I am a guitarist, and Yes are my favourite band. I was therefore very pleased to receive “All My Yesterdays” as a birthday present - I was keen to read the life story of one of my guitar heroes.


The book is chronological, and the first section, covering Howe's life from schooldays through his first forays into music and bands including The Syndicats, Bodast and Tomorrow is interesting, as I knew little about these bands. Surprisingly to me (as I have always thought of Howe as a vegetarian, clean living kind of guy) he recalls some heavy drinking and drug-fuelled incidents that fit with the stereotype of the late 1960s psychedelia age.

While Howe does write about the records he listened to as a child and the guitarists who influenced him (Chet Atkins notably), it is frustrating in this part of the book, and throughout, that there is little about the development of his own music and his writing style. When the book moves on to his early years in Yes, I was expecting to read in detail about how classics of the Yes repertoire were fashioned and brought together, where the ideas came from and how they were realised in the studio. Instead the book reads more like a regurgitation of dates and events from Howe's diary, especially US tours, but there is little insight into the man and his music.

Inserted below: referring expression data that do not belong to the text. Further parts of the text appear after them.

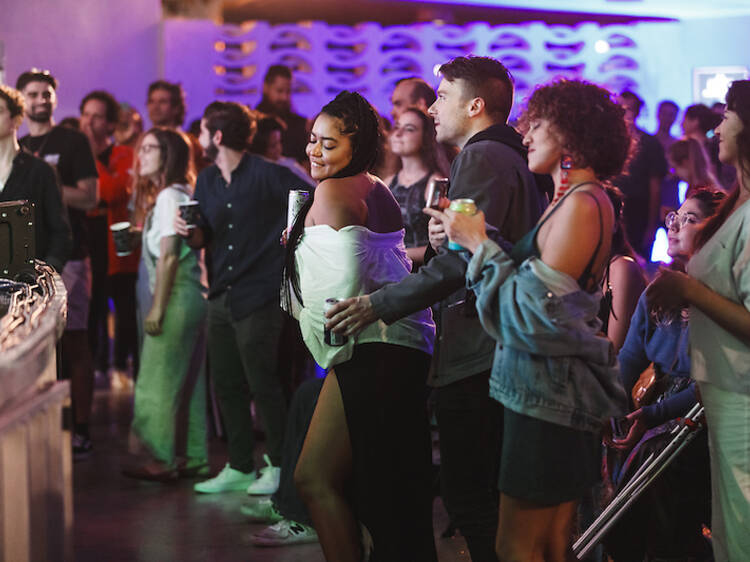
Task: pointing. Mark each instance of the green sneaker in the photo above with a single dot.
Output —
(228, 480)
(261, 511)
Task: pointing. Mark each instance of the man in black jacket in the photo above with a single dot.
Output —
(22, 176)
(474, 101)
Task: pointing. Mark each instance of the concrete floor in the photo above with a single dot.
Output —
(120, 519)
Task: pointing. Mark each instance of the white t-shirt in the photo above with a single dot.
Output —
(723, 264)
(350, 262)
(161, 221)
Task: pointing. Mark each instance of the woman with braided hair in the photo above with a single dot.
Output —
(367, 448)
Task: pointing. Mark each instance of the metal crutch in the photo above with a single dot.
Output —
(642, 479)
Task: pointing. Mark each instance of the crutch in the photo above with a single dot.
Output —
(649, 471)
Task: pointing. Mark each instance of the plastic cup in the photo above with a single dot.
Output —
(122, 238)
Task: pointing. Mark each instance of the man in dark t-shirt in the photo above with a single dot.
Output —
(69, 153)
(276, 102)
(24, 177)
(642, 182)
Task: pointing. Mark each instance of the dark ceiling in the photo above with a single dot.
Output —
(392, 12)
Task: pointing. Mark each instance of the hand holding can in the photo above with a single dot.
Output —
(189, 212)
(122, 237)
(465, 207)
(437, 191)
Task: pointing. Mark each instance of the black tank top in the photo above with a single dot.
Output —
(527, 247)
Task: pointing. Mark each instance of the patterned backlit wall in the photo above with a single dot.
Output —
(369, 58)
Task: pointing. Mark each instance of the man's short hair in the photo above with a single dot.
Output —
(421, 90)
(35, 75)
(13, 99)
(632, 96)
(485, 78)
(235, 122)
(112, 107)
(669, 103)
(176, 94)
(277, 71)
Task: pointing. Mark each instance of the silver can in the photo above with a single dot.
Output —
(297, 199)
(437, 188)
(332, 338)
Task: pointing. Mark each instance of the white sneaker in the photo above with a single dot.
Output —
(261, 511)
(284, 533)
(268, 482)
(227, 480)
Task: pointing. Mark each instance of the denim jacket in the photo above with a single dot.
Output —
(550, 362)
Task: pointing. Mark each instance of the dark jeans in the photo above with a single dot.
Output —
(122, 292)
(470, 425)
(99, 304)
(244, 353)
(301, 409)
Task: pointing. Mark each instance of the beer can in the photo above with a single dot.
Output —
(465, 207)
(436, 189)
(297, 199)
(331, 338)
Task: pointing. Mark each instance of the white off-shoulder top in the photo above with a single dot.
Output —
(350, 262)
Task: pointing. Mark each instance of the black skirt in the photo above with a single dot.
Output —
(546, 463)
(384, 394)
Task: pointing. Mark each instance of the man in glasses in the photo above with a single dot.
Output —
(69, 153)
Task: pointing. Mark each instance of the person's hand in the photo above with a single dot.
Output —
(667, 291)
(153, 322)
(351, 316)
(636, 431)
(467, 231)
(436, 233)
(180, 226)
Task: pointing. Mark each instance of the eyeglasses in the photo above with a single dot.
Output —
(146, 148)
(677, 220)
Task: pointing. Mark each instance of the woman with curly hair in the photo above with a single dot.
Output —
(364, 469)
(553, 371)
(716, 287)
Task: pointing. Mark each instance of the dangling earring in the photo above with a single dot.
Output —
(566, 163)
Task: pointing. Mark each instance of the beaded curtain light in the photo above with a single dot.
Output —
(370, 58)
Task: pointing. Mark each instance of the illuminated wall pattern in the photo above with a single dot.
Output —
(369, 58)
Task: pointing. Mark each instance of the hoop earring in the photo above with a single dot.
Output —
(566, 163)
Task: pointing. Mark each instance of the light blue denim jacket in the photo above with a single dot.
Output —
(550, 362)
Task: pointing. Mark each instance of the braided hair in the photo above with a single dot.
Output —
(359, 121)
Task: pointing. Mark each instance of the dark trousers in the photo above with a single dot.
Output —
(244, 359)
(99, 304)
(301, 409)
(122, 292)
(470, 425)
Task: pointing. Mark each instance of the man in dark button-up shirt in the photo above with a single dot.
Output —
(243, 201)
(22, 176)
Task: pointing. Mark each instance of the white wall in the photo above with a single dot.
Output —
(86, 44)
(674, 49)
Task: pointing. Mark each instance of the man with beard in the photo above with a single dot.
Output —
(69, 152)
(113, 276)
(23, 176)
(166, 108)
(276, 102)
(243, 202)
(471, 111)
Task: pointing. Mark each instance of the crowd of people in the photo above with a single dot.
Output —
(521, 330)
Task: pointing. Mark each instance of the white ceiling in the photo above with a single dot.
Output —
(673, 9)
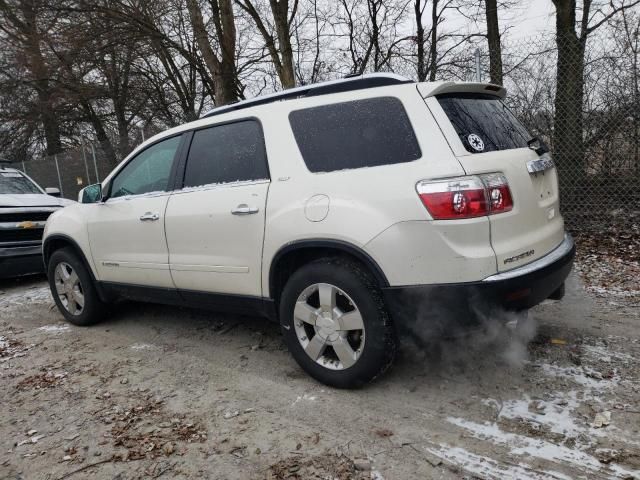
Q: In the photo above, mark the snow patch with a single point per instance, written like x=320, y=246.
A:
x=306, y=397
x=538, y=448
x=55, y=328
x=485, y=467
x=24, y=297
x=142, y=346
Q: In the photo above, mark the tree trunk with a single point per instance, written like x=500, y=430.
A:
x=223, y=71
x=422, y=72
x=493, y=39
x=280, y=11
x=40, y=73
x=568, y=144
x=433, y=47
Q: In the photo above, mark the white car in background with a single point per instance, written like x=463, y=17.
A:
x=346, y=210
x=24, y=209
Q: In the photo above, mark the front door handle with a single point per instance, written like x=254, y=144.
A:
x=149, y=217
x=244, y=209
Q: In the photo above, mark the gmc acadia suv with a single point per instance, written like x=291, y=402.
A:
x=341, y=209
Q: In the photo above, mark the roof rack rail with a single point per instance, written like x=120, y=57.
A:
x=346, y=84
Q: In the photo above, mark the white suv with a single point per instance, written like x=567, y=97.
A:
x=345, y=210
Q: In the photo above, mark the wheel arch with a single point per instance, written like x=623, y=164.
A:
x=295, y=254
x=58, y=241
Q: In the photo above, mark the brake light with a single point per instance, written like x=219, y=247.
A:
x=466, y=197
x=498, y=193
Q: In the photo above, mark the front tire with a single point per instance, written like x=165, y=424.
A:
x=73, y=289
x=335, y=323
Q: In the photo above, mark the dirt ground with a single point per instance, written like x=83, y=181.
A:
x=160, y=392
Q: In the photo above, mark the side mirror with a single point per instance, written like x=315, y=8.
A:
x=90, y=194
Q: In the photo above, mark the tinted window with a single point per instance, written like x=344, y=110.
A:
x=12, y=183
x=483, y=122
x=363, y=133
x=226, y=153
x=148, y=172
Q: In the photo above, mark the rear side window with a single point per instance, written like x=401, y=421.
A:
x=483, y=122
x=228, y=153
x=362, y=133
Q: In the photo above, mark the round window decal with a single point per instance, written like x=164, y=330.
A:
x=476, y=142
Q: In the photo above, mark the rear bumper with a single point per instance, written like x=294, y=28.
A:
x=514, y=290
x=16, y=261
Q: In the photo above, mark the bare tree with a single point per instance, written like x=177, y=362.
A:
x=493, y=40
x=25, y=24
x=222, y=67
x=572, y=33
x=281, y=52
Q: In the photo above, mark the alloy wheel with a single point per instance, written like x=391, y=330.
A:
x=69, y=288
x=329, y=326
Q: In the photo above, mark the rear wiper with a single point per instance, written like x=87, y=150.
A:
x=537, y=144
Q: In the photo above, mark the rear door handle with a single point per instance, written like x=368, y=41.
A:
x=244, y=209
x=149, y=217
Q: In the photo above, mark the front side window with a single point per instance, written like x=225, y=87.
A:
x=233, y=152
x=357, y=134
x=14, y=183
x=483, y=122
x=148, y=172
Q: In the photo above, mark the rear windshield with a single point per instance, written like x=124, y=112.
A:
x=483, y=122
x=13, y=183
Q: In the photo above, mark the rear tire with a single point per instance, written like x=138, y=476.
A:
x=335, y=323
x=73, y=289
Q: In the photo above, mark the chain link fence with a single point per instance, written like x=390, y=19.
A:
x=589, y=115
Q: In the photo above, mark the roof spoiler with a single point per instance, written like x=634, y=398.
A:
x=439, y=88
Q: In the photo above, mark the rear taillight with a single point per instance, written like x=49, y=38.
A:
x=466, y=197
x=498, y=193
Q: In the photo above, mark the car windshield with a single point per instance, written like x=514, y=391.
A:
x=14, y=183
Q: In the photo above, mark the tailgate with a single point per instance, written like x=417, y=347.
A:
x=534, y=227
x=486, y=138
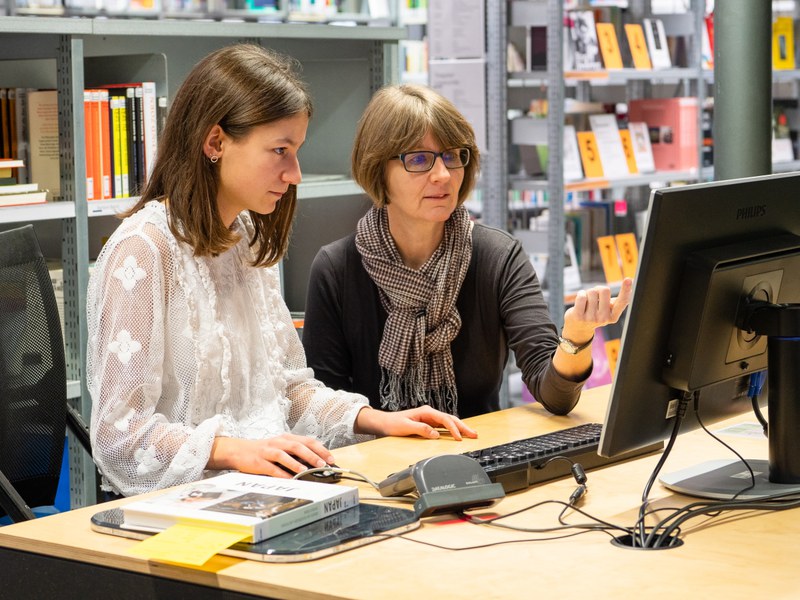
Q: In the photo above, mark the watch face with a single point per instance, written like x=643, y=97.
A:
x=567, y=346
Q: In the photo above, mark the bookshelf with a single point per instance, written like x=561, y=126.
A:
x=342, y=65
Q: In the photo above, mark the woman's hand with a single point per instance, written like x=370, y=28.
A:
x=422, y=421
x=595, y=308
x=264, y=457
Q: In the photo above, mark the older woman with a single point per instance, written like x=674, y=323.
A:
x=420, y=306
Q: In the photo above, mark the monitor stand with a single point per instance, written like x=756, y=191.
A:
x=724, y=479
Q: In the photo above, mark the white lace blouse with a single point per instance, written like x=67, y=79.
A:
x=183, y=349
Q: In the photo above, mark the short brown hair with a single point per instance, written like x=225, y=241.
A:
x=398, y=117
x=238, y=87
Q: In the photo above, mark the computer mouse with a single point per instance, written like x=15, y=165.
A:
x=327, y=475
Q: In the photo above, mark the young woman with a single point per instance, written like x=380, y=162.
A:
x=193, y=363
x=421, y=305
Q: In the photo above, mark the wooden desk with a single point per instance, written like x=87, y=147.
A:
x=753, y=555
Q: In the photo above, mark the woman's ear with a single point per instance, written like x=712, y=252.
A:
x=212, y=147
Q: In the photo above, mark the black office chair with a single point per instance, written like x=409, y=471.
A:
x=34, y=411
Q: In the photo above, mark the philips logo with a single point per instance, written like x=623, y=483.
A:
x=751, y=212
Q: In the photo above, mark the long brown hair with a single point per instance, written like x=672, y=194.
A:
x=238, y=87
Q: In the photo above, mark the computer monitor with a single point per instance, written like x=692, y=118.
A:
x=706, y=250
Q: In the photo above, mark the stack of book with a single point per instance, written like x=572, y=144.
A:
x=16, y=194
x=258, y=506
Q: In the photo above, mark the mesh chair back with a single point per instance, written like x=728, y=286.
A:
x=33, y=394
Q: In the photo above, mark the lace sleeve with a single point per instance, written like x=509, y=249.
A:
x=140, y=442
x=315, y=410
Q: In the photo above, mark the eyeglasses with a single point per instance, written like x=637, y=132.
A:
x=421, y=161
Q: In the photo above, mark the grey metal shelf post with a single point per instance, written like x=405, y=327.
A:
x=494, y=166
x=556, y=233
x=75, y=252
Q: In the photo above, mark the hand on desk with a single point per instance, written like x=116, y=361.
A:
x=264, y=457
x=421, y=421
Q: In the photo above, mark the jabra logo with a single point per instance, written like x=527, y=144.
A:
x=751, y=212
x=447, y=486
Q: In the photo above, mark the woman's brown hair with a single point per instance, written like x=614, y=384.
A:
x=398, y=117
x=238, y=87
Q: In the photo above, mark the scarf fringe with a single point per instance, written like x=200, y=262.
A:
x=400, y=392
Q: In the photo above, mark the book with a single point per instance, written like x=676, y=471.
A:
x=657, y=43
x=37, y=197
x=18, y=188
x=609, y=145
x=8, y=165
x=783, y=43
x=257, y=505
x=584, y=41
x=638, y=46
x=44, y=166
x=672, y=125
x=609, y=46
x=640, y=144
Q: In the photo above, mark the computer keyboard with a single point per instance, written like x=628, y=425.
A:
x=518, y=464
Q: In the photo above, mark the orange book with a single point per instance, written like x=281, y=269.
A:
x=638, y=46
x=88, y=126
x=104, y=144
x=590, y=155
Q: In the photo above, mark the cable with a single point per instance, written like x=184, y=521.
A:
x=341, y=471
x=754, y=391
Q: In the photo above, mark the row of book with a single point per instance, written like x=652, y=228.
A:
x=122, y=123
x=121, y=132
x=191, y=8
x=659, y=134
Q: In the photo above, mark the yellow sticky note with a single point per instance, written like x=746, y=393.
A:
x=186, y=544
x=628, y=253
x=609, y=256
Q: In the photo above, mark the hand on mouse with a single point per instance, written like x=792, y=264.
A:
x=279, y=456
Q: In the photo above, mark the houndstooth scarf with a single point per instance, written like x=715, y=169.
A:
x=414, y=354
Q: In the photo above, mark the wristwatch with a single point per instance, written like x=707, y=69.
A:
x=571, y=347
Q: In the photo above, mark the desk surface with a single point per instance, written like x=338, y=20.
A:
x=743, y=555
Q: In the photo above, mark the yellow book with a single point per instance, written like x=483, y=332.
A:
x=638, y=46
x=609, y=46
x=590, y=155
x=116, y=150
x=783, y=43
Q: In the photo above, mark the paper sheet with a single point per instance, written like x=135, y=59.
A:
x=186, y=544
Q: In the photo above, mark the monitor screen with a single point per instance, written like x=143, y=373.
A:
x=706, y=249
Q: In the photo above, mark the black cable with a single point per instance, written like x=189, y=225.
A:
x=640, y=526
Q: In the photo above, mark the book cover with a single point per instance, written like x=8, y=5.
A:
x=45, y=153
x=657, y=43
x=609, y=45
x=640, y=145
x=672, y=125
x=638, y=46
x=584, y=41
x=609, y=145
x=783, y=43
x=23, y=198
x=255, y=504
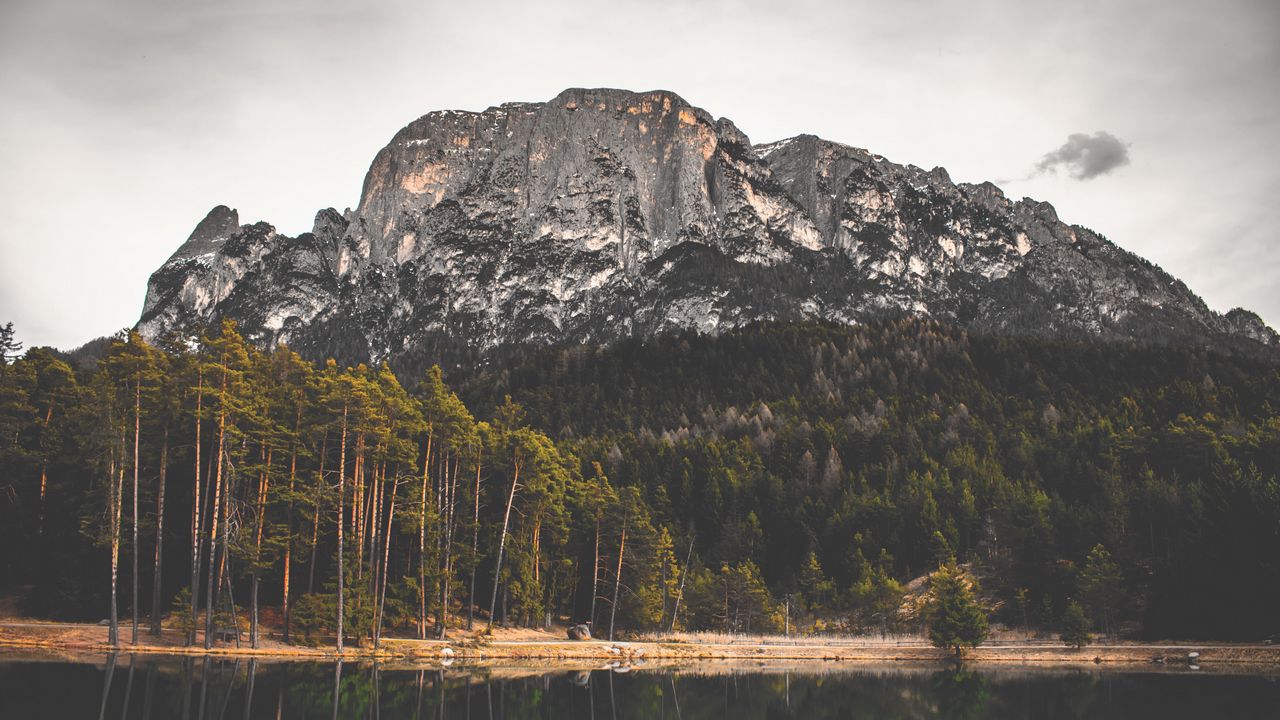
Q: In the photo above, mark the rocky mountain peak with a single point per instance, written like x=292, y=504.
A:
x=604, y=214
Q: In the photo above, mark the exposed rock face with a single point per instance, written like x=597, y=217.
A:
x=604, y=214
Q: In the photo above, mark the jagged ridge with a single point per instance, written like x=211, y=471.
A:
x=606, y=214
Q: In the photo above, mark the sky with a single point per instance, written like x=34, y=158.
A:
x=123, y=122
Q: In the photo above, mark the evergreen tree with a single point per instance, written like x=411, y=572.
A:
x=952, y=613
x=1075, y=627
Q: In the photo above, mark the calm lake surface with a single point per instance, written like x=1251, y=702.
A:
x=220, y=689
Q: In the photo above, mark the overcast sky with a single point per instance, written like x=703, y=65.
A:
x=122, y=122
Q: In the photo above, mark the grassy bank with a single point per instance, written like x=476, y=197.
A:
x=519, y=646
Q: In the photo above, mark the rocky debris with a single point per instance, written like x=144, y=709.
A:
x=604, y=214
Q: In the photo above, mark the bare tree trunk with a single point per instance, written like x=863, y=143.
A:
x=215, y=510
x=315, y=524
x=264, y=486
x=288, y=545
x=117, y=481
x=156, y=611
x=421, y=542
x=617, y=582
x=342, y=481
x=387, y=556
x=44, y=466
x=502, y=542
x=448, y=543
x=475, y=548
x=196, y=502
x=680, y=591
x=137, y=428
x=595, y=573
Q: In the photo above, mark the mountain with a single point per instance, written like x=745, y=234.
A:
x=604, y=214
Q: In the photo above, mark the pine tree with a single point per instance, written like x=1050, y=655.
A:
x=1075, y=627
x=952, y=613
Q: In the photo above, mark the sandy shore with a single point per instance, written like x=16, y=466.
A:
x=548, y=650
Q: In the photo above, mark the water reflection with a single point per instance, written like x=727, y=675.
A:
x=228, y=689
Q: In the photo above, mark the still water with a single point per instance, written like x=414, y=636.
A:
x=225, y=689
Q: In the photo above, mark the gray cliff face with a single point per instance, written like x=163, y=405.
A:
x=606, y=214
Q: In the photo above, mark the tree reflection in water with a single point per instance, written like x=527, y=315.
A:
x=364, y=691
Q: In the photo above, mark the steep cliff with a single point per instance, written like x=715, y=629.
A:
x=604, y=214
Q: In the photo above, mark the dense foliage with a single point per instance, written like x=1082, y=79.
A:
x=777, y=475
x=1141, y=481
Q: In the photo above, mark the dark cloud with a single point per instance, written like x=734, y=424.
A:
x=1087, y=156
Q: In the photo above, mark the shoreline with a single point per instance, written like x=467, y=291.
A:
x=544, y=650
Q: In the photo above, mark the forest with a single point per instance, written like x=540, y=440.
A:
x=780, y=475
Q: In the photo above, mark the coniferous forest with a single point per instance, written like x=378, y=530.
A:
x=791, y=474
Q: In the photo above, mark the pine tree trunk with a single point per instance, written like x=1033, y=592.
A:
x=448, y=546
x=44, y=468
x=502, y=545
x=264, y=486
x=595, y=574
x=680, y=591
x=215, y=510
x=475, y=548
x=137, y=427
x=156, y=611
x=288, y=545
x=421, y=542
x=315, y=518
x=196, y=502
x=617, y=582
x=387, y=557
x=117, y=481
x=342, y=481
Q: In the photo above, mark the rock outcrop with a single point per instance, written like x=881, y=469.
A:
x=604, y=214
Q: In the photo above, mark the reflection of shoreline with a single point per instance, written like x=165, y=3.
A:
x=501, y=666
x=516, y=648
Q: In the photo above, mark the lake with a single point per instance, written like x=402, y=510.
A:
x=151, y=687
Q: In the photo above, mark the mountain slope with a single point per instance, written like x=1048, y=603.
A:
x=606, y=214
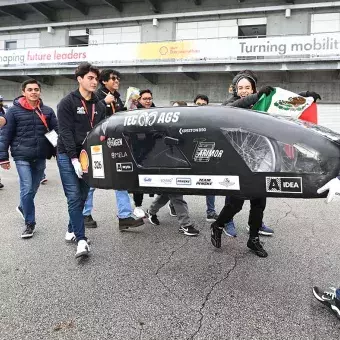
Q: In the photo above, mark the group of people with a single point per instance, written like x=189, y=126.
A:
x=34, y=134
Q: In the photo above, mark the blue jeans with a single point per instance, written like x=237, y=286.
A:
x=76, y=191
x=89, y=203
x=210, y=204
x=123, y=204
x=30, y=175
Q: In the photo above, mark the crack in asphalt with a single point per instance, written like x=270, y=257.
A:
x=286, y=214
x=162, y=265
x=210, y=292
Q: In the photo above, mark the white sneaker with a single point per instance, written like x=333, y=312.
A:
x=83, y=249
x=139, y=212
x=70, y=237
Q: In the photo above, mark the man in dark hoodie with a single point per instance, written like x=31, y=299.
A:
x=145, y=101
x=2, y=123
x=108, y=93
x=78, y=113
x=31, y=132
x=245, y=96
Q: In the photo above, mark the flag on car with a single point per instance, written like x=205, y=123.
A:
x=288, y=104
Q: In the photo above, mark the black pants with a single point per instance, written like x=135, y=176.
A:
x=257, y=206
x=138, y=199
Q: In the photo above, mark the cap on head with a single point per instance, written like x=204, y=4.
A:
x=250, y=75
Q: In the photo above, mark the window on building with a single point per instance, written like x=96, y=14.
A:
x=206, y=29
x=11, y=45
x=113, y=35
x=325, y=23
x=252, y=27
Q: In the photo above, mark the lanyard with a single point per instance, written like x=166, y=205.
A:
x=42, y=117
x=112, y=106
x=88, y=116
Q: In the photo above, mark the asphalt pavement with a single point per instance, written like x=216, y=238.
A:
x=153, y=283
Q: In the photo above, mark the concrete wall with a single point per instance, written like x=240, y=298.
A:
x=58, y=38
x=140, y=7
x=174, y=87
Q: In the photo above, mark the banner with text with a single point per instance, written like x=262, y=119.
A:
x=202, y=50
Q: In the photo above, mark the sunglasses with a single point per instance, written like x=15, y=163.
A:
x=114, y=78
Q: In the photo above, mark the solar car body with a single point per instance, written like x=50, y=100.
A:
x=210, y=150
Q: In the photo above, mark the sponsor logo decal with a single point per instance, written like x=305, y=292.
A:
x=124, y=167
x=181, y=131
x=115, y=155
x=205, y=150
x=190, y=181
x=84, y=161
x=284, y=184
x=166, y=180
x=112, y=142
x=204, y=181
x=183, y=181
x=227, y=182
x=80, y=110
x=151, y=118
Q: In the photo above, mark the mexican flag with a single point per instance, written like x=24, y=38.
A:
x=289, y=104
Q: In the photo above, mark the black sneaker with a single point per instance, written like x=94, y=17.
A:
x=20, y=212
x=328, y=298
x=189, y=230
x=255, y=245
x=152, y=218
x=28, y=232
x=130, y=222
x=212, y=217
x=90, y=222
x=172, y=210
x=216, y=234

I have read before that much of “Tales from Topographic Oceans” was written by Howe and Jon Anderson in hotel rooms while on tour, but how this process worked and the music was brought together is not covered. As a musician myself, this is what I came to the book wanting and expecting.


There is also little detail provided behind the various musical characters in Howe's life, other than he seems to constantly complain about Chris Squire's drinking problems and lateness. How did he work with the other members of the band? What was behind Bill Bruford leaving the band, and how did that affect the music? How did Patrick Moraz change the feel of the band, and why did he leave? When Asia started, how did he get on with John Wetton and what happened with Wetton leaving and Greg Lake replacing him? These are some of the questions I was hoping to have answered by the book, but Howe chooses instead to skate over these matters briefly and move on. Possibly he does not want to offend other musicians and their families, but it would have created a more lively and engaging book.


The book ends with a bizarre chapter covering Howe's other interests – art, books, cars, yoga, homeopathy, etc. This feels like it has been tagged on at the end to fill out what is already a fairly substantial 300 page tome, and would have worked better woven into the timeline of the other events in his life.

So overall, though I read the book in a couple of sittings, ultimately I found it disappointing. As a chronology of his musical life it is thorough, but for the Yes fan who wants to get under the skin of a great musician, there is little here to satisfy.